When you’re planning a trip to the tidepools, it pays to give some advance thought to what you’ll wear on your feet. Footing on the reef can be tricky; you’ll be climbing up and down on slippery, sometimes wobbly rocks. Plus it’s a rare explorer who completely avoids stepping in a tidepool or getting splashed by incoming waves, and that water is COLD!
Over the years our volunteers, who spend dozens of hours out on the reef each year, have tried just about everything; here are some guidelines on what works — and what doesn’t!
- The simplest solution is to wear a pair of athletic shoes nearing retirement age. They’ll give you a good grip, and when one foot inevitably slides into a shallow pool, you won’t have to worry about how to clean off the salt stain that will result when it has dried. If you choose this option, be sure to bring a pair of warm, dry socks and shoes to change into when you get back to the car. Otherwise the drive home — and any dining and shopping you plan to do along the way — may be miserable.
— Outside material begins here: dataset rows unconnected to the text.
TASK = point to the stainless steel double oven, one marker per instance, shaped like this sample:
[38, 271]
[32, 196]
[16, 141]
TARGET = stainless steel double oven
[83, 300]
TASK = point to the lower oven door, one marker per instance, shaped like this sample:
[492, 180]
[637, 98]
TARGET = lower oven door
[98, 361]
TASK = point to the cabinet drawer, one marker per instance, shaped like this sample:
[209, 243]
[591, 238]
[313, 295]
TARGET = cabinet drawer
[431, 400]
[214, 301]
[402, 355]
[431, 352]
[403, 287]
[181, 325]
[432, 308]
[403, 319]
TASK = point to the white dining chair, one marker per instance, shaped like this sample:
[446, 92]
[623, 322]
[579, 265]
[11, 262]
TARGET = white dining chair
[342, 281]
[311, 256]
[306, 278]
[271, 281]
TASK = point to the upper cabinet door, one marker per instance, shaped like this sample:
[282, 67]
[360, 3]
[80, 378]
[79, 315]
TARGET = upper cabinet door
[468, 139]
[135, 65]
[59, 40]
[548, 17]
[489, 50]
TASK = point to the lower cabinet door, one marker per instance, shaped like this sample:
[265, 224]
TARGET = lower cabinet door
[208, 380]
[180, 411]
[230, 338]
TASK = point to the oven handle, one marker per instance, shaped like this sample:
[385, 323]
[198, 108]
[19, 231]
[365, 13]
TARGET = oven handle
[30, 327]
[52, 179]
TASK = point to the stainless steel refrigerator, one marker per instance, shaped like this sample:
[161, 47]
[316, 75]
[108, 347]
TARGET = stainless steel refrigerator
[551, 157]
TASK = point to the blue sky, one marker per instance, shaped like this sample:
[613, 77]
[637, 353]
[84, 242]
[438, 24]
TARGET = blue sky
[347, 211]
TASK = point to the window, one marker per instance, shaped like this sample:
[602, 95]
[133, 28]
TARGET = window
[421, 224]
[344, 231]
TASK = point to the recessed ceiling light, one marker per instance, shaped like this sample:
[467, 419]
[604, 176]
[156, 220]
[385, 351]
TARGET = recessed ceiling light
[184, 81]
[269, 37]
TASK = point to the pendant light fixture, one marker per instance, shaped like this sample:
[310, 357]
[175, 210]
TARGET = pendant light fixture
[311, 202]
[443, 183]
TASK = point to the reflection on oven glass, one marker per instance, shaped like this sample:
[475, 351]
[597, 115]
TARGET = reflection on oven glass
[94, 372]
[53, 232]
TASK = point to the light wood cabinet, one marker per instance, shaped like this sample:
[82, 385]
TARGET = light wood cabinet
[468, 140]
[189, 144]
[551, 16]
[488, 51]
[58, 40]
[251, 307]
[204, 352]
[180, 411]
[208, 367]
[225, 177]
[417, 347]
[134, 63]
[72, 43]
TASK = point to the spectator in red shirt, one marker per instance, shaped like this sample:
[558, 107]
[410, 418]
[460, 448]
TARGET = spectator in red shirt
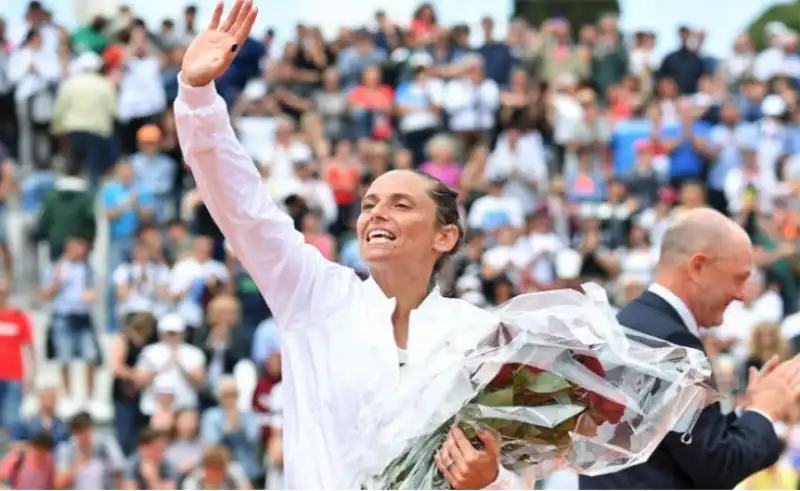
[16, 352]
[371, 104]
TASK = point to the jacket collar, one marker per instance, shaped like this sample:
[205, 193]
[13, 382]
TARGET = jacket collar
[375, 294]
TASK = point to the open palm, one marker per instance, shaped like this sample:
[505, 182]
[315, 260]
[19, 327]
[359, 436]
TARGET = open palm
[211, 53]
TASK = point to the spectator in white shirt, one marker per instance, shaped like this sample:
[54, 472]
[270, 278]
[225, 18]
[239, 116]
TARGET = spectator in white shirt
[142, 97]
[35, 71]
[194, 276]
[71, 288]
[317, 193]
[759, 305]
[472, 101]
[744, 187]
[277, 159]
[494, 210]
[170, 363]
[740, 63]
[37, 18]
[141, 285]
[520, 159]
[417, 102]
[780, 59]
[540, 246]
[255, 125]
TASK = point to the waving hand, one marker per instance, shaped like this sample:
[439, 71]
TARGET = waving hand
[211, 53]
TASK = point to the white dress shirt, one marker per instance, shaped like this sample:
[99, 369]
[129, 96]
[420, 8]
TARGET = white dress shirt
[679, 305]
[337, 340]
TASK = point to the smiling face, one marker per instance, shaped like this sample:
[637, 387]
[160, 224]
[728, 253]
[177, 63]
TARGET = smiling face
[397, 227]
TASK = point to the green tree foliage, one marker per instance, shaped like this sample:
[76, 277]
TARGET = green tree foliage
[787, 13]
[577, 12]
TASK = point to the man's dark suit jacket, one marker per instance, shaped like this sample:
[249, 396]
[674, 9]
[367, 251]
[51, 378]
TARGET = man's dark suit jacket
[724, 449]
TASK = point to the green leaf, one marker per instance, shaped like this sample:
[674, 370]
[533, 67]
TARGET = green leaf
[497, 398]
[547, 383]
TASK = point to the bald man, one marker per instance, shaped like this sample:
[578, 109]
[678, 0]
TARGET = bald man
[705, 262]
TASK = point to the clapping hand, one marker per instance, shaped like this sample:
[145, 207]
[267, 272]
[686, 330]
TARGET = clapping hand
[212, 51]
[464, 466]
[775, 391]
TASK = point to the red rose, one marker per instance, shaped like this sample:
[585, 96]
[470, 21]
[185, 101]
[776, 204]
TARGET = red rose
[602, 409]
[505, 376]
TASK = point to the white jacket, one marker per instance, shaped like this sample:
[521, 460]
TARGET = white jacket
[337, 338]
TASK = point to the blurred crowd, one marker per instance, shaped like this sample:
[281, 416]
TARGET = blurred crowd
[570, 154]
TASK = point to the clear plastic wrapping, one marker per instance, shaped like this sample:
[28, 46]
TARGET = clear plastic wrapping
[557, 382]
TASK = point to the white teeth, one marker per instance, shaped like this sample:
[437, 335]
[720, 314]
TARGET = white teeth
[380, 236]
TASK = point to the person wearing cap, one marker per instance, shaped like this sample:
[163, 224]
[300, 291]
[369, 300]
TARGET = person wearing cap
[170, 363]
[687, 144]
[683, 65]
[417, 103]
[471, 101]
[492, 211]
[354, 59]
[731, 142]
[155, 171]
[644, 180]
[148, 469]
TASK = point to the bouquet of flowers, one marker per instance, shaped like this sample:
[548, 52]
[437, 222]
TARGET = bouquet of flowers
[556, 381]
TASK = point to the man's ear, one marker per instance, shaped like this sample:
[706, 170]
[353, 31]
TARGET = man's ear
[446, 239]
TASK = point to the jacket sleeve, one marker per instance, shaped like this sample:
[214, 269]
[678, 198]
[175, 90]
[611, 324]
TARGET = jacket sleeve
[291, 275]
[729, 448]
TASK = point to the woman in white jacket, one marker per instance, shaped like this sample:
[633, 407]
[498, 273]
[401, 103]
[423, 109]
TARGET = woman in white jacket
[343, 340]
[34, 71]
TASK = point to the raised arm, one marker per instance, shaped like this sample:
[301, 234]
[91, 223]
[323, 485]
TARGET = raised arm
[290, 274]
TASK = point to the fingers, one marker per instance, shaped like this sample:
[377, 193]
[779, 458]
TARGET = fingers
[491, 443]
[753, 376]
[445, 464]
[214, 24]
[457, 438]
[246, 27]
[770, 365]
[232, 16]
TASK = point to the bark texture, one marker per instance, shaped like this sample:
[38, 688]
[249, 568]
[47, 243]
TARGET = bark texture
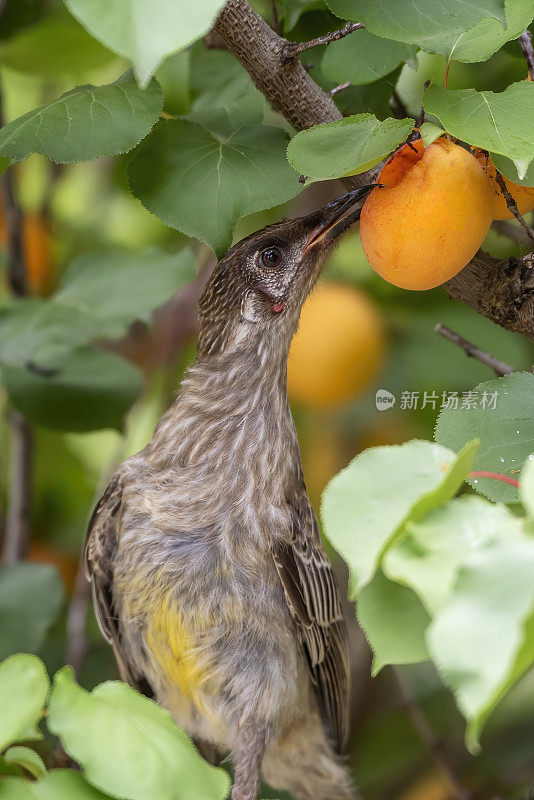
[503, 291]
- Sandals designed for watersports are an option if you don’t mind having your feet get cold to the point of numbness. They should have a good gripping sole and really secure strapping to keep your feet from sliding. Closed-toe sandals will give you a bit more protection against having your toes mashed between wobbling rocks.
- Some visitors wear neoprene shoes or boots typically worn for snorkeling, scuba diving, and surfing. Your feet will get wet, but the neoprene gives you some insulation and theoretically keeps you warm. They don’t give your foot and ankle much support, though. And the sole, while usually giving a good grip, is often quite thin, so you feel every little rock and sharp shell you step on.
- Rubber boots seem to be the most popular footwear among our volunteers. For years now I’ve worn a pair that comes almost to my knees, which is great for wading out into shallow pools; but on the rare occasions that I misjudge depth, I do end up with a flooded boot! So I’ve learned to wear acrylic hiking socks (my favorite are Thorlos). They provide plenty of padding and warmth, and if they do get wet, they remain comfortable once I dump out the water in my boot. I know of at least one volunteer who wears chest-high waders like those used by fly fishermen, which really cuts down his chances of a flooded boot!
I’ve seen visitors tidepool in bare feet, but generally not for long; the rocks, shells, and sand make it uncomfortable. Your feet may go numb in the frigid water, making you more likely to stumble, stub a toe, or do worse damage. Flipflops are even worse; although they provide a bit of protection for the sole of your foot, a sideways slip is likely to result in a turned ankle or badly stubbed toes. And don’t even think about wearing smooth-soled slippers or high-heels onto the reef!